1# Navigate to uWSGI configuration
2cd /etc/uwsgi/apps-enabled
3
4# Review site configuration
5vi site.example.com.ini
Key configuration details:
| Parameter | Value | Purpose |
|---|---|---|
chdir | /srv/site.example.com | Application directory |
uid/gid | www-data | User and group for running the app |
wsgi-file | prod.py | Python script to execute |
logto | /var/log/site.log | Application log file |
1# Check log file
2ls -lh /var/log/site.log
If the log file is empty or missing, enable debug mode in the application.
Review the Python application:
1# Open application file
2sudo vi /srv/site.example.com/prod.py
Uncomment debug line:
1# Before:
2# bottle.debug(True)
3
4# After:
5bottle.debug(True)
1# Reload uWSGI to apply changes
2sudo service uwsgi reload
After enabling debug mode, reload the webpage. The error traceback reveals:
1PermissionError: [Errno 13] Permission denied: '/var/log/site.log'
1# Check log files
2ls -l /var/log/site*
Example output:
| File | Owner | Group | Permissions |
|---|---|---|---|
site.log | root | root | -rw-r--r-- |
site.log.1 | www-data | www-data | -rw-r--r-- |
The application runs as www-data but site.log is owned by root, preventing write access.
1# Change owner to match application user
2sudo chown www-data:www-data /var/log/site.log
Reload the webpage to confirm it now works correctly. The log file will populate with entries as requests are processed.
The immediate issue is resolved, but the root cause (why the file ownership was incorrect) requires further investigation:
/etc/logrotate.d/)| Step | Action |
|---|---|
| 1. Reproduce | Confirm the error occurs |
| 2. Check logs | Review system and application logs |
| 3. Identify process | Use netstat to find listening services |
| 4. Review config | Examine web server and application configuration |
| 5. Enable debug | Activate verbose logging or debug mode |
| 6. Analyze errors | Read tracebacks and error messages |
| 7. Apply fix | Address the identified root cause |
| 8. Verify | Confirm the issue is resolved |
| 9. Remediate | Prevent recurrence through configuration or monitoring |
An internal server error is a Hypertext Transfer Protocol (HTTP) response, communicating to the user that an error occurred before completing a specific request. In short, the server tried to do something, but it failed. The most common internal server error is an HTTP 500 error, but other common error codes include 200, 301, 302, 304, 403, 404, and 503. Here is an example of what an internal server error might look like in a browser:
A Google website that displays a 500 error message informing the user that something is wrong with the server.

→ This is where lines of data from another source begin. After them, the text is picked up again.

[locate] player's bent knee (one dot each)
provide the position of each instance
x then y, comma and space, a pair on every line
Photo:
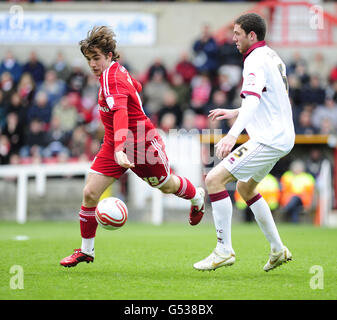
245, 191
166, 189
214, 181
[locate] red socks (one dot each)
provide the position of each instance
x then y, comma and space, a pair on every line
88, 223
186, 189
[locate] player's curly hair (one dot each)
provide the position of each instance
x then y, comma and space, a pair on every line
252, 22
102, 38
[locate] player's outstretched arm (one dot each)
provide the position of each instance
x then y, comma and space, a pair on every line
221, 114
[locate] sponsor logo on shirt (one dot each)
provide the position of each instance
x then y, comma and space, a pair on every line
103, 109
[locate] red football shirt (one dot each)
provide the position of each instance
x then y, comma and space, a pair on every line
120, 91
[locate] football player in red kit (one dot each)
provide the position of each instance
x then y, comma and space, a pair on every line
130, 142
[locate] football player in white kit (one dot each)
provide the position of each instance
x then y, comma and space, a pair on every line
266, 115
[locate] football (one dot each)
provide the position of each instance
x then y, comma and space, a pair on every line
111, 213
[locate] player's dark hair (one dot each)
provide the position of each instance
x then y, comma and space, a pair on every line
102, 38
252, 22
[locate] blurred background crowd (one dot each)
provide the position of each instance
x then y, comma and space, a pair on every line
48, 112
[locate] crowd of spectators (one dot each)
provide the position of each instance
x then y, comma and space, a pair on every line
48, 113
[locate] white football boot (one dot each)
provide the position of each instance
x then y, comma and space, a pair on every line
215, 260
278, 258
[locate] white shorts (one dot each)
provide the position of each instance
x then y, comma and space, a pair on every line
252, 160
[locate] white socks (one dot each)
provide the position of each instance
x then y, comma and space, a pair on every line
264, 219
88, 246
198, 199
222, 216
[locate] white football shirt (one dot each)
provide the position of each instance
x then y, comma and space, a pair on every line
264, 75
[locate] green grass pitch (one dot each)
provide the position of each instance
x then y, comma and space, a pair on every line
145, 262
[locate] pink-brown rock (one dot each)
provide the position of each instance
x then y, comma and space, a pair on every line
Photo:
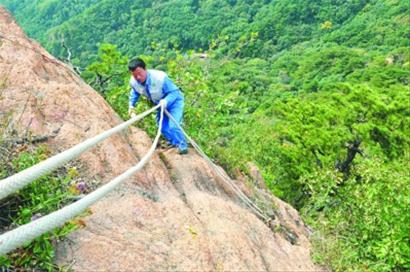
175, 214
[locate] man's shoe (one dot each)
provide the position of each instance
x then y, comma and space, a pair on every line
183, 151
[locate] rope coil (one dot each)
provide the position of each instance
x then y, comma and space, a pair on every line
19, 180
26, 233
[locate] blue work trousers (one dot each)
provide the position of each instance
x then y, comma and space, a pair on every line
170, 131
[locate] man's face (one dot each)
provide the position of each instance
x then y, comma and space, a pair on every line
140, 74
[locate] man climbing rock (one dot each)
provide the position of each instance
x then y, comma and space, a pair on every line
159, 89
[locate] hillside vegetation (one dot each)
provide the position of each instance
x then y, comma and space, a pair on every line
316, 93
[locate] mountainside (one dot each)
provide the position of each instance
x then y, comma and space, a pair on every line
315, 94
175, 214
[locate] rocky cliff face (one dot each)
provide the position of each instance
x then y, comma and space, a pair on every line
175, 214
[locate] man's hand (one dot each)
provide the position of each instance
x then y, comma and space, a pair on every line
131, 112
163, 103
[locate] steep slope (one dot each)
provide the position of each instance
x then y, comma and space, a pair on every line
174, 214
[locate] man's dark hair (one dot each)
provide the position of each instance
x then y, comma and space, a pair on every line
135, 63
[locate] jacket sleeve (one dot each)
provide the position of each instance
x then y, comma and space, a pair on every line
133, 98
171, 91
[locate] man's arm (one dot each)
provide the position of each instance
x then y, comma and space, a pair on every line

Internal server errors can occur for different reasons, including various glitches in the website’s programming. Typically, this type of error occurs when there are bugs in the code. They can also occur if a database becomes unavailable, the server runs out of memory, or the application encounters a permission error. The downside to internal server errors is that they do not provide you with information on what exactly is wrong. As a developer, the error code only provides the general type of error occurring. Run different tests or set various parameters to try to reproduce the error. If you can reproduce the error, that will help you identify the issue and correct it.
An internal server error is displayed when a web server cannot fulfill or complete a request. An internal server error informs you that an error exists but does not tell you exactly what the error is or where it is located. Troubleshoot by running tests to determine what and where the bugs are in your code and correct them to eliminate internal server errors.
Systematic investigation of web server errors involves checking logs, identifying running processes, reviewing configurations, enabling debug output, and analyzing permissions or resource constraints. Each step narrows the scope until the root cause is identified and resolved.